Gastartikel von Christian Gremaud. Der Kommunikationsexperte ist seit seiner Geburt gehörlos. Um die Anliegen von Gehörlosen und allgemein Menschen mit Behinderungen voranzutreiben, kandidiert Gremaud für den Nationalrat.

Das 2004 in Kraft getretene Bundesgesetz über die Gleichstellung von Menschen mit Behinderungen (BehiG) feiert bald sein 20-jähriges Bestehen. Leider führte dieses Gesetz nicht zu grossen Fortschritten in Bezug auf die alltäglichen Bedürfnisse von gehörlosen und hörbehinderten Menschen. Darüber hinaus ist die Schweiz, die das Übereinkommen der Vereinten Nationen über die Rechte von Menschen mit Behinderungen (UNO-BRK) ratifiziert hat, in den letzten neun Jahren ihren Umsetzungsverpflichtungen in allen Bereichen, die gehörlose und hörgeschädigte Menschen betreffen, nicht ausreichend nachgekommen.

Noch immer hohe Hürden für Gehörlose trotz Gleichstellungsgesetz

Auf dem Arbeitsmarkt stossen die meisten Betroffenen nach wie vor auf Hindernisse bei der Kommunikation mit ihren Kolleg*innen, Partner*innen und Kund*innen. Obwohl die Konvention (UNO-BRK) von der Schweiz die Gewährleistung der Rechte dieser Menschen auf dem Arbeitsmarkt verlangt, bezahlt die Invalidenversicherung (IV) nur 10 Dolmetschstunden pro Monat. Oberhalb dieser Schwelle besteht das Problem für die meisten Arbeitgeber*innen darin, dass sie diese Kosten mangels eigener finanzieller Mittel nicht übernehmen können. Aus diesem Grund sind gehörlose und hörgeschädigte Menschen dreimal so häufig von Arbeitslosigkeit betroffen.

Setzen wir die Situationen, mit denen diese Menschen konfrontiert sind, in die richtige Perspektive. Nehmen wir als Beispiel eine gehörlose ETH-Architektin, die als Arbeitgeberin in einem Architekturbüro tätig ist. In dieser Funktion muss sie für die erfolgreiche Umsetzung ihrer Projekte regelmässig mit ihren Kund*innen und zahlreichen Fachpersonen in Kontakt treten. Dank der Anwesenheit von Dolmetscher*innen bei diesen Treffen (auf Baustellen, mit Behörden, mit Bauherr*innen, bei Verhandlungen usw.) ist sie in ihrer Praxis als Architektin autonom. Das aktuelle Gesetz über die Kostenerstattung für Dolmetscher*innen ist jedoch nicht an die tatsächlichen und schwankenden Bedürfnisse angepasst, da es eine einkommensabhängige monatliche Obergrenze vorschreibt. Dies bedeutet eine erhebliche Einschränkung und hindert diese Fachkraft daran, ihre Arbeit im Vergleich zu ihren Kolleg*innen gleichberechtigt zu erledigen.

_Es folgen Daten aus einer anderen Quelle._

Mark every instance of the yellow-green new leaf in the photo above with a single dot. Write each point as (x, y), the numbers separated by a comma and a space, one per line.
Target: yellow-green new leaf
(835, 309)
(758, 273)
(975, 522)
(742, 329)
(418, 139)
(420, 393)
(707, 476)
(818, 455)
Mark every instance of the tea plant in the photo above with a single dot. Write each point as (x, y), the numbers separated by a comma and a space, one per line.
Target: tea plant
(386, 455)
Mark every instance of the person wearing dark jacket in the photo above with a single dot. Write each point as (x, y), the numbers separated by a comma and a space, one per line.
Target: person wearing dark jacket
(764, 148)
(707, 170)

Dasselbe gilt für Behördengänge, unabhängig ob auf kommunaler, kantonaler oder eidgenössischer Ebene. Ein konkretes Beispiel ist eine RAV-Beraterin, die es vorzog, E-Mails auszutauschen, anstatt die gehörlose Person zu einem Betreuungsgespräch in Anwesenheit eines Gebärdensprachdolmetschers vorzuladen. Infolge eines Missverständnisses im Verfahren der Stellensuche wurde die gehörlose Person sanktioniert, was eine Kürzung ihrer Arbeitslosengelder zur Folge hatte.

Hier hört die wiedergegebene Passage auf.